Calculation of Return on Equity (ROE) using the DuPont System
The DuPont analysis calculated Return on Equity (ROE) by dividing this ratio into three components the formula for which is as follows:
DuPont ROE = Net Profit Margin (Operating Efficiency) × Total Asset Turnover (Asset Utilization) × Equity Multiplier (Financial Leverage)
DuPont ROE = Net Profit/Sales Revenue × Sales Revenue/Total Assets × Total Assets/Shareholder’s Equity
Synopsis of Findings, including Recommendations and Rationale for whether or not to Purchase Stock from PepsiCo Incorporated
With careful analysis of financial performance of PepsiCo from 2015 to 2015, it is found that PepsiCo’s liquidity strength has increased from 2014 to 2015. The major contribution is played by quicker selling of ending inventories and retirement of prepayments.

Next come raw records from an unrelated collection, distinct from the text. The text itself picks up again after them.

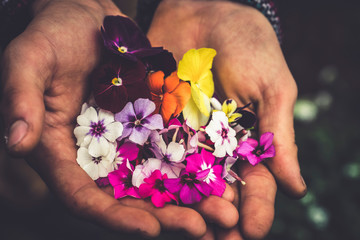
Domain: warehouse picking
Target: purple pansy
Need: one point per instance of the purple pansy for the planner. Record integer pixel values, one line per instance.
(121, 180)
(122, 37)
(138, 121)
(97, 130)
(116, 83)
(255, 152)
(154, 186)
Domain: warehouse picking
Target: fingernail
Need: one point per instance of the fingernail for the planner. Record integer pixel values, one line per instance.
(17, 132)
(303, 181)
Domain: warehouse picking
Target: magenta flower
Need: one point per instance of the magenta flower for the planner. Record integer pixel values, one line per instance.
(205, 161)
(154, 187)
(255, 152)
(190, 186)
(126, 151)
(121, 180)
(138, 121)
(116, 83)
(122, 37)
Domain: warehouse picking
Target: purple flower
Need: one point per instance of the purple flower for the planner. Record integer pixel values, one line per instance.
(255, 152)
(205, 161)
(116, 83)
(122, 37)
(154, 187)
(121, 180)
(190, 186)
(138, 121)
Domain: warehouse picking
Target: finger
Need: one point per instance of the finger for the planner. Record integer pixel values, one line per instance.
(257, 199)
(210, 234)
(25, 68)
(54, 159)
(228, 234)
(276, 115)
(172, 218)
(219, 210)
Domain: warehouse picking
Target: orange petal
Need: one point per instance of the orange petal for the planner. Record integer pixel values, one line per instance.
(182, 93)
(171, 82)
(168, 107)
(155, 82)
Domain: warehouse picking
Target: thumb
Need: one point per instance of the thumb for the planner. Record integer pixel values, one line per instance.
(276, 115)
(24, 72)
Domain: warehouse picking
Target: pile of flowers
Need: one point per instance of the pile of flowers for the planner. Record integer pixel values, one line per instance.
(155, 130)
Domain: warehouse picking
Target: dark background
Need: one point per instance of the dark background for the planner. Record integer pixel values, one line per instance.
(321, 46)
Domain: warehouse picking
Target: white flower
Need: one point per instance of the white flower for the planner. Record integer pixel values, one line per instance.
(98, 166)
(221, 134)
(97, 131)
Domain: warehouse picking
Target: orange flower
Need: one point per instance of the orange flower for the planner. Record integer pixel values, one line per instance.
(170, 95)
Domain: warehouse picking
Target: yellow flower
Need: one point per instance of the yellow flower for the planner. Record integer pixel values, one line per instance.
(195, 66)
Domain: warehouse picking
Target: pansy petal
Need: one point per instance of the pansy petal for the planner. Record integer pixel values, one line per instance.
(143, 107)
(139, 135)
(154, 122)
(171, 82)
(189, 195)
(269, 153)
(176, 151)
(125, 114)
(266, 139)
(113, 131)
(155, 82)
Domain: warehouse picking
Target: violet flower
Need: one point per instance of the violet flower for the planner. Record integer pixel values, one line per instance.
(255, 152)
(205, 161)
(122, 37)
(116, 83)
(190, 186)
(154, 187)
(97, 131)
(138, 121)
(121, 180)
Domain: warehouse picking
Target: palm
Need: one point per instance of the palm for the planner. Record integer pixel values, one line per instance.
(250, 68)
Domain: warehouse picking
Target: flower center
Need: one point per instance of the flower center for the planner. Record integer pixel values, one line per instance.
(189, 179)
(224, 133)
(117, 81)
(122, 49)
(159, 185)
(96, 160)
(97, 129)
(258, 151)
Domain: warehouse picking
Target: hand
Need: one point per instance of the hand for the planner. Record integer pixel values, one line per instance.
(249, 67)
(44, 79)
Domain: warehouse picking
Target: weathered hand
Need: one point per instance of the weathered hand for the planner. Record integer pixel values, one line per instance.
(44, 79)
(250, 68)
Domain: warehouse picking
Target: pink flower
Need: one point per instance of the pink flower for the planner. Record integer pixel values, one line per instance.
(205, 161)
(255, 152)
(154, 187)
(121, 180)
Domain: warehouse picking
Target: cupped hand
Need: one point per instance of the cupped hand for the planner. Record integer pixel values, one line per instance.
(250, 68)
(44, 81)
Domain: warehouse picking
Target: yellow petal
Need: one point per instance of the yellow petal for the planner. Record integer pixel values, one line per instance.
(194, 118)
(195, 64)
(234, 116)
(229, 107)
(198, 98)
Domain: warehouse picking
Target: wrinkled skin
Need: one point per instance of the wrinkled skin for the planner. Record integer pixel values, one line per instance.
(44, 80)
(249, 67)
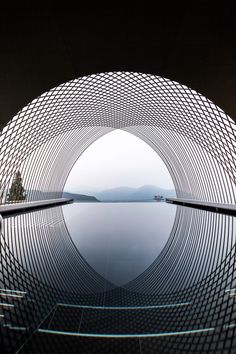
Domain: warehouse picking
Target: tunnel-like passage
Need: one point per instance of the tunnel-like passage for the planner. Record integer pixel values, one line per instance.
(193, 136)
(184, 301)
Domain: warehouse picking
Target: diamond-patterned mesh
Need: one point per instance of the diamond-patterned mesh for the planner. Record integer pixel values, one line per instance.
(195, 137)
(52, 301)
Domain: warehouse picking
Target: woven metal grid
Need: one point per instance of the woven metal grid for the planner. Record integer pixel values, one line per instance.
(183, 126)
(43, 274)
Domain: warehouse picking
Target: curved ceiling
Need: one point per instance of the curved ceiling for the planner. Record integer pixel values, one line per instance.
(44, 45)
(194, 137)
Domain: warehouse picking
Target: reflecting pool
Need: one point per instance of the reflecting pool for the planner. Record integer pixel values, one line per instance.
(119, 240)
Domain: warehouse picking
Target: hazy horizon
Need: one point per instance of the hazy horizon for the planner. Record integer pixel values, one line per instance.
(118, 159)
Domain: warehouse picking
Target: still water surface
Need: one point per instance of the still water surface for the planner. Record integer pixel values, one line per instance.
(119, 240)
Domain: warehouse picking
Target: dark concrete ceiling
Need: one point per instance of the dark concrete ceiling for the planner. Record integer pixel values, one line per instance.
(189, 42)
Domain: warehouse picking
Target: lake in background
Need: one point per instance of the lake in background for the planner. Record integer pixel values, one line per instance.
(119, 240)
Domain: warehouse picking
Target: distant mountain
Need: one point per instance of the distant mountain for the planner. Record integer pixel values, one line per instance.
(80, 197)
(144, 193)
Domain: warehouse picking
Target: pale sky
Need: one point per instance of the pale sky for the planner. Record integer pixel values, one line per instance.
(118, 159)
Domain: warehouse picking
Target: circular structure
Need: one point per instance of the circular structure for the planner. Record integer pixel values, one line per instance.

PepsiCo is taking the same time to generate sales in both 2014 and 2015 but makes cash collections from customers one day before in 2015. The safety margin for short-term creditors is very high.
Moreover, as the company has increased its dependence over debt and retired more portion of equity stock, the financial flexibility of PepsiCo has been damaged. Bankruptcy and interest rate risk for PepsiCo from 2014 to 2015 is higher. Due to decline in sales revenue, though more sales are generated, reflect that PepsiCo is trying to cut per unit price as well as its costs of generating revenue. Due to this, making investment in PepsiCo is not recommended for lenders.